Carbone est disponible en librairie et sur le site de la revue. Une application est disponible sur l’Appstore.
Trafic, n° 109
Normalement, on ne devrait plus avoir à présenter la « plus belle revue de cinéma » du monde, fondée par feu Serge Daney, Trafic… et pourtant, je tiens de l’un des membres de son comité de rédaction, Marcos Uzal, qu’elle rencontre des difficultés financières, qu’ils vont avoir du mal à continuer de payer les contributeurs (car la revue était l’une des dernières, en France, à le faire), etc. Les temps sont durs, très durs pour les revues ! La jeunesse ne veut plus payer pour lire. Il y a donc urgence… urgence à défendre ce qui se produit de mieux dans le domaine de la pensée de l’Esthétique du cinéma (avec un E majuscule). Trafic, donc : trafic des idées, trafic des continents (la revue est la plus internationale qui soit, et ce depuis ses débuts) ; titre pris à Jacques Tati ? Sûrement…
Il nous faut aller à l’essentiel : dans son numéro de l’hiver 2018-2019, le 108e, la revue, en plus d’un très beau dossier consacré à André S. Labarthe – 3 textes, dont un très réjouissant de Jean-Paul Fargier, « Jalousie d’André S/Z Labarthe » que je vous laisserai découvrir, tant son Z accolé au deuxième prénom de Labarthe vaut son pesant d’or (signifiant) –, consacre, pour la première fois de son histoire, un très important et stimulant dossier à la conservation et à la monstration du patrimoine cinématographique argentique (grosso modo : 117 années de production : de 1895 à 2012, année du basculement dans l’idéologie (car c’en est une – qui passera, comme toutes ses consœurs du passé…) au musée. Après un imposant silence sur ce sujet (on y refusa mes propres textes…), la bataille est lancée, in extremis (un remords de dernière minute ? et avant qu’il ne soit trop tard ?) : de Vienne à Harvard, en passant par Lisbonne, La Courneuve (où fonctionne le dernier laboratoire photochimique en région parisienne, L’Abominable) et Berlin, à peu près tous les conservateurs du septième art sont enfin d’accord : la conservation muséale du cinématographe reste à inventer ; comment se contenter du terme de « restauration » quand il s’agit dans 99,99 % des cas d’une simple reproduction numérique qui fausse l’œuvre initiale, faute de la transparence du ruban de celluloïd avec son effet-vitrail et du battement de l’obturateur ? (On pourrait s’entendre quand il s’agirait d’aller « récupérer » avec les nouvelles technologies 3 ou 4 photogrammes par trop altérés sur le négatif original.)

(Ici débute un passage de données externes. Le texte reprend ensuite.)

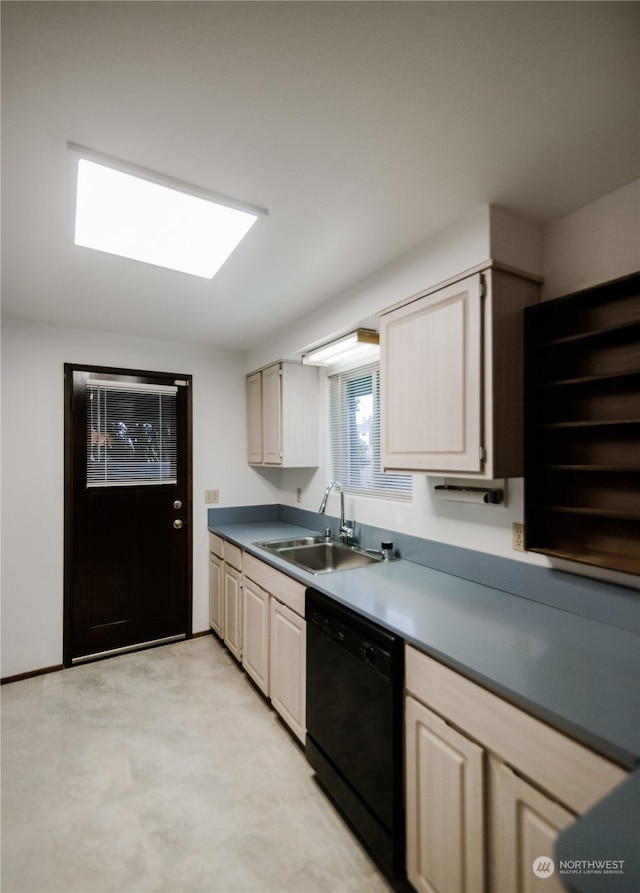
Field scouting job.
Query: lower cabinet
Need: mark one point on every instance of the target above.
(445, 778)
(255, 646)
(529, 823)
(232, 584)
(274, 646)
(488, 786)
(289, 666)
(216, 585)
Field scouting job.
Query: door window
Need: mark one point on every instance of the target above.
(131, 433)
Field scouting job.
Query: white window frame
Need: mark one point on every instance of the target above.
(360, 474)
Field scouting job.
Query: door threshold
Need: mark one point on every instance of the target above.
(99, 655)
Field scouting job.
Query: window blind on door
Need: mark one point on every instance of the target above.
(131, 433)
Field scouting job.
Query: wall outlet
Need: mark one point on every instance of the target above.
(517, 531)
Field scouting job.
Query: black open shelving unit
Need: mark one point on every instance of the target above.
(582, 426)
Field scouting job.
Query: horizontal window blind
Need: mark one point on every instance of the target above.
(354, 426)
(131, 434)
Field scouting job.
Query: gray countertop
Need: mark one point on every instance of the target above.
(578, 674)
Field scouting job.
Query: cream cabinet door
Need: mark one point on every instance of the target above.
(431, 381)
(523, 826)
(272, 415)
(233, 610)
(254, 418)
(288, 666)
(255, 640)
(445, 805)
(216, 600)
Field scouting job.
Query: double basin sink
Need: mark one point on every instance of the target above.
(320, 554)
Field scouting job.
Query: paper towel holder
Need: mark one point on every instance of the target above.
(489, 493)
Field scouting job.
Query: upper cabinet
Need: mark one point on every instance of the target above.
(451, 378)
(282, 416)
(582, 424)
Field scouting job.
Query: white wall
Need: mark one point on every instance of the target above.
(595, 244)
(32, 468)
(32, 415)
(570, 261)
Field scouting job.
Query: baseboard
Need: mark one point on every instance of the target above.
(31, 673)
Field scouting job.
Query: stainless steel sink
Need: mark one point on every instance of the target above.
(319, 556)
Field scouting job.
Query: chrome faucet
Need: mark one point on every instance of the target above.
(346, 532)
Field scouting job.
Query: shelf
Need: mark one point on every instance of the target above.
(593, 379)
(608, 423)
(582, 431)
(626, 563)
(614, 469)
(588, 512)
(592, 335)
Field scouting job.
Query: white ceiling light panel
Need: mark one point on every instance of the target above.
(132, 216)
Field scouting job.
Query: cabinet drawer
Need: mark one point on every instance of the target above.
(568, 770)
(233, 555)
(216, 545)
(286, 590)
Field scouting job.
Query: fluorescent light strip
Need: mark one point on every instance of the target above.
(138, 217)
(362, 344)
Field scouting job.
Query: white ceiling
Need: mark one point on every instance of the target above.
(364, 128)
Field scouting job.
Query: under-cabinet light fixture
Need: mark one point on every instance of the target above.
(363, 344)
(132, 212)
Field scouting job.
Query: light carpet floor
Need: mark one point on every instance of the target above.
(164, 770)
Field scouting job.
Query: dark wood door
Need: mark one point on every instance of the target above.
(128, 516)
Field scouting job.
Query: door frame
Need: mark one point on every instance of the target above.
(69, 369)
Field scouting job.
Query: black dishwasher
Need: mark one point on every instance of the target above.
(354, 742)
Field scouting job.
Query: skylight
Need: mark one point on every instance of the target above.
(132, 216)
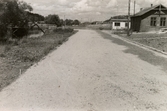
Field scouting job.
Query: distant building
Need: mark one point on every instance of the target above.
(119, 23)
(150, 19)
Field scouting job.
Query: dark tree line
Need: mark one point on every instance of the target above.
(33, 17)
(54, 19)
(13, 14)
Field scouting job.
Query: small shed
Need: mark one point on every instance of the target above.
(149, 19)
(119, 23)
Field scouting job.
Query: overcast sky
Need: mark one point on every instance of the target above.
(88, 10)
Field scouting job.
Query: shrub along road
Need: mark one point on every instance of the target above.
(91, 72)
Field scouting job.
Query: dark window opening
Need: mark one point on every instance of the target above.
(153, 21)
(117, 24)
(126, 24)
(163, 21)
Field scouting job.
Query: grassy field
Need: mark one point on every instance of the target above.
(155, 40)
(15, 58)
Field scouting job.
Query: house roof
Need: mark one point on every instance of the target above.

Comme dit Annie Le Brun dans son récent essai révolté, Ce qui n’a pas de prix, il s’agit pour les « nouveaux maîtres du monde » de reconfigurer la perception par insensibilisation des foules : « Désormais, il faut moins substituer le faux au vrai que légitimer le faux jusqu’à faire oublier le vrai » (ainsi, un ancien directeur de la Cinémathèque française devenue d’État, Serge Toubiana, a-t-il pu aller jusqu’à dire : « La technologie numérique insuffle une nouvelle vie au cinéma en le rendant plus visible à un niveau de qualité supérieur ») : quelle formidable OPA sur le monde sensible ! Mais cela, c’était avant que le directeur de la Harvard Film Archive, Haden Guest, se soucie de l’aura de toute « vieille » copie argentique d’un film (voir Walter Benjamin sur les vieux portraits photographiques à ce sujet) : « Cet enjeu paraît suffisamment légitime et prépondérant pour que la Fédération internationale du cinéma d’archive le soutienne. » Le musée (de cinéma) doit rester un « lieu-refuge » où l’on puisse partir à la « quête éperdue de ce qui n’a pas de prix » (un Vertov 1922 ou 1924, par exemple), et « pénétrer avec l’espoir d’y trouver une échappée » hors de la tyrannie du commerce globaliste. Sinon, ce n’est plus un musée… G. B.